Simplified Labeling Approach for Synthesizing 3'-Deoxy-3'-[¹⁸F]Fluorothymidine ([¹⁸F]FLT)

[¹⁸F]FLT (3'-deoxy-3'-[¹⁸F]fluorothymidine) turned out to be a tracer particularly suitable for PET imaging of tumor proliferation because of lacking degradation in vivo. To facilitate clinical studies with [¹⁸F]FLT, we investigated two new easily accessible precursors, 2,3'-anhydrothymidine (AThy) and 5'-O-(4,4'-dimethoxytriphenylmethyl)-2,3'-anhydro-thymidine (DMTThy), using a common approach for introducing the label with nucleophilic [¹⁸F]fluoride. Radiochemical yields were determined in dependence on substrate concentration, reaction time and temperature. In the case of AThy (10 mg), best FLT yields were 5.3% ± 1.2 (130° C, 30 min). Labeling of DMTThy (10 mg) gave 14.3% ± 3.3 at 160° C within 10 min. Starting with an aqueous solution of 20 GBq [¹⁸F]fluoride the new method allows to produce 1.3 GBq [¹⁸F]FLT within 90 min ready for intravenous injection. The new labelling procedures allow [¹⁸F]FLT synthesis without lengthy preparation of the precursor and with high reproducibility mandatory for clinical application.

For PET imaging of cell proliferation in tumors, Grierson and coworkers [1,2,3] developed 3'-deoxy-3'-[¹⁸F]fluorothymidine ([¹⁸F]FLT) as a tracer which appears particularly promising. In a recent imaging study Shields et al. [4] demonstrated the biochemical rationale of FLT for clinical application in PET assessment of tumor proliferation. Compared to ¹¹C-labeled thymidine, the advantages of the new tracer are the longer half life of fluorine-18 and the lack of metabolic degradation in vivo.

Until now, the clinical applicability of [¹⁸F]FLT has been limited by the lengthy synthesis of the precursor, the low reproducibility and extent of labeling in large scale reactions. Therefore, in an alternative synthetic route, 2,3'-anhydro-thymidine (AThy, (1)) was chosen as a precursor into which the [¹⁸F]-label can be introduced by nucleophilic substitution to form FLT (2). Since hydroxylic groups are thought to decrease the reactivity (nucleophilicity) of [¹⁸F]fluoride, a second route was used with 5'-O-(4,4'-dimethoxytriphenylmethyl)-2,3'-anhydro-thymidine (DMTThy, (3)), a precursor in which the OH-group is protected by the 4,4'-dimethoxytriphenylmethyl substituent (Fig.1).

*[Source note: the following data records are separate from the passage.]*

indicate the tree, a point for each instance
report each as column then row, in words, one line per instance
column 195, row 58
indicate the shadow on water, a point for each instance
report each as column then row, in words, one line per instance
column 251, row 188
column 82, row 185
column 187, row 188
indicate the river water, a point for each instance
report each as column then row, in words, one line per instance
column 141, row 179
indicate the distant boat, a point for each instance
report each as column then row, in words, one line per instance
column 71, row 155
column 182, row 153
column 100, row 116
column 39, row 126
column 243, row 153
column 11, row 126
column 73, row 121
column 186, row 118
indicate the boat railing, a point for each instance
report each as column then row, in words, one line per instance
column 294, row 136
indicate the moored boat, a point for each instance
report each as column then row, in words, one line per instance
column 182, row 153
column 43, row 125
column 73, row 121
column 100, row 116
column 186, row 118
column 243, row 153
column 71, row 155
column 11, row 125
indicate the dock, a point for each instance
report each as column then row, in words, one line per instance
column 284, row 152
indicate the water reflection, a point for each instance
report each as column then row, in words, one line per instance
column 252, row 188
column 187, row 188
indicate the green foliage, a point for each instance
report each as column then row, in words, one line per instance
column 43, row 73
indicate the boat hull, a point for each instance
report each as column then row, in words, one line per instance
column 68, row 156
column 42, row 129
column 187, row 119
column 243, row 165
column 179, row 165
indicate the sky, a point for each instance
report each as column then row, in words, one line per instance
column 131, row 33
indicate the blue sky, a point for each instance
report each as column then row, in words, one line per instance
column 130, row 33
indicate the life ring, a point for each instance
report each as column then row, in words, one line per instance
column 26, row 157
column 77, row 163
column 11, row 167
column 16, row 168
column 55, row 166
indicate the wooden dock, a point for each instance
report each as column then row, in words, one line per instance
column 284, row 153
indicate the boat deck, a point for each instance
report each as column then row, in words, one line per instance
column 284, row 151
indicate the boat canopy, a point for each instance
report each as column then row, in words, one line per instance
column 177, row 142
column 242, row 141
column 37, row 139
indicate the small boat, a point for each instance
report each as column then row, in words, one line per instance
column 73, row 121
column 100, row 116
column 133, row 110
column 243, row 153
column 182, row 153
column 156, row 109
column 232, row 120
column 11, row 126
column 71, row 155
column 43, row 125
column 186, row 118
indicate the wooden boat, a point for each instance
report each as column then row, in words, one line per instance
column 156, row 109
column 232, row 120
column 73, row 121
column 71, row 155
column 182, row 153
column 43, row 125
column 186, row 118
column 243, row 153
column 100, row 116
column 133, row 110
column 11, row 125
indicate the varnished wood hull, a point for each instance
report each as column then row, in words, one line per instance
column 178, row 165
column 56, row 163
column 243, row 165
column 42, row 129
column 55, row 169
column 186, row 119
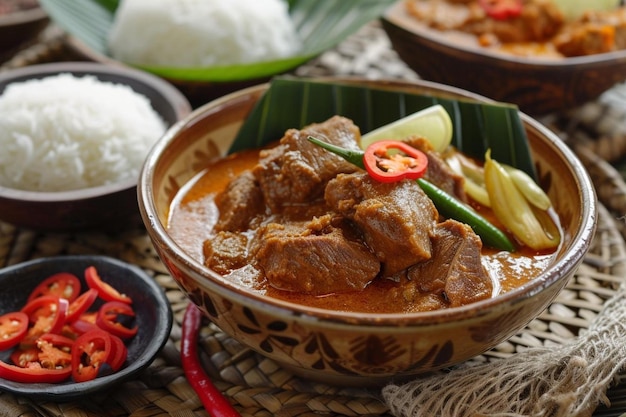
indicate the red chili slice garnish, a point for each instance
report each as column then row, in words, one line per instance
column 13, row 327
column 22, row 357
column 109, row 319
column 33, row 373
column 81, row 304
column 63, row 285
column 502, row 9
column 46, row 315
column 56, row 338
column 54, row 351
column 91, row 351
column 119, row 352
column 403, row 162
column 106, row 291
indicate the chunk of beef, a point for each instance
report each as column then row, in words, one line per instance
column 296, row 171
column 439, row 172
column 226, row 252
column 314, row 258
column 239, row 203
column 455, row 270
column 396, row 219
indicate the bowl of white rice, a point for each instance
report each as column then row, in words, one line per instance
column 73, row 138
column 210, row 48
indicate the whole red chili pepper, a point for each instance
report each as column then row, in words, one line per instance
column 501, row 9
column 214, row 402
column 384, row 166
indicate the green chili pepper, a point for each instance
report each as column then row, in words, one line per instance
column 446, row 204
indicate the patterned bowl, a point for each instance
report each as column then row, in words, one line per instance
column 538, row 86
column 353, row 348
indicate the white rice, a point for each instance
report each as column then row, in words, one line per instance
column 65, row 132
column 201, row 33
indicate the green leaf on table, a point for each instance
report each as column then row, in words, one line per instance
column 293, row 102
column 321, row 24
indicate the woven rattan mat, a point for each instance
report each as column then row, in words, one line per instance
column 258, row 386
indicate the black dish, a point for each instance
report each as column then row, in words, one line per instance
column 153, row 317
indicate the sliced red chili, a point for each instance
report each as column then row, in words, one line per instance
column 106, row 291
column 91, row 351
column 13, row 327
column 502, row 9
column 46, row 315
column 33, row 373
column 391, row 161
column 81, row 304
column 110, row 317
column 62, row 284
column 86, row 322
column 54, row 351
column 119, row 352
column 22, row 357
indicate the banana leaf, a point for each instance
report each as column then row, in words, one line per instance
column 321, row 24
column 292, row 102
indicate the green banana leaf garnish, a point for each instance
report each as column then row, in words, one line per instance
column 321, row 24
column 295, row 102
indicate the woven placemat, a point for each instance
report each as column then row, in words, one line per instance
column 258, row 386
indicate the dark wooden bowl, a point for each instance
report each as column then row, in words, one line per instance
column 20, row 27
column 105, row 206
column 537, row 86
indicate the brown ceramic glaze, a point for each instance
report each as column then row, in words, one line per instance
column 537, row 86
column 355, row 348
column 105, row 206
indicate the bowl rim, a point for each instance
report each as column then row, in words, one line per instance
column 394, row 17
column 179, row 103
column 581, row 240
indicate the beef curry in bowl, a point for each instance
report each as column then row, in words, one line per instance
column 539, row 57
column 302, row 256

Precursor for the labelling reaction
Precursors for the labeling reaction For the first synthetic approach 2,3'-anhydrothymidine (1) was purchased from Sigma and used as supplied. The precursor for the second route, 5'-O-(4,4'-dimethoxytriphenylmethyl)-2,3'-anhydrothymidine (3), was synthesized by a modified procedure of Siegmund et. al [5]. Briefly, this procedure started from commercially available 5'-O-(4,4'-dimethoxytriphenyl-methyl)thymidine (Sigma) using methanesulfonylchloride, then the isolated crude 3'-O-(methylsulfonyl)-5'-O-(4,4'-dimethoxytriphenylmethyl)-2,3'-anhydrothymidine was brought to reaction in dry CH₂Cl₂ using 1,8-diazabicyclo[5.4.0]undec-7-en (DBU) and molecular sieve to obtain (3), which was purified by means of a preparative silicagel (70-230 mesh) column. Identification of the structure was assured by MS and ¹H-NMR. The precursor can be stored at 0° C for several weeks, no alteration has been observed.

Radiochemistry
[¹⁸F]Fluoride was produced at the cyclotron (PETtrace, GE Medical Systems, Uppsala) in the PET-Center Tuebingen via the ¹⁸O(p,n)¹⁸F reaction by irradiating >94% enriched ¹⁸O-water with 16.5 MeV protons. ¹⁸F-activity (100 µL to 1300 µL) was transferred to a 5 mL vial fitted with a septum. Kryptofix [2.2.2] (Merck, 15 mg, 40 µmol) and KHCO₃ (4% aqueous solution, 75 µL, 30 µmol) were added to the [¹⁸F]fluoride solution. Water was removed from the solution by azeotropic distillation with acetonitrile (3 x 1 mL) at 140°C with the aid of an argon sparge line. DMSO solutions (1 mL, <0.01% water, Fluka) with varying amounts (1-20 mg) of either precursor (1) or (3) were added to the dry residues and then stirred. Labeling reactions were carried out for various times (5-60 min) at temperatures between 100°C - 180°C. With the optimum amount of precursor the effect of temperature (100°C to 180°C) and reaction time (5-60 min) was studied.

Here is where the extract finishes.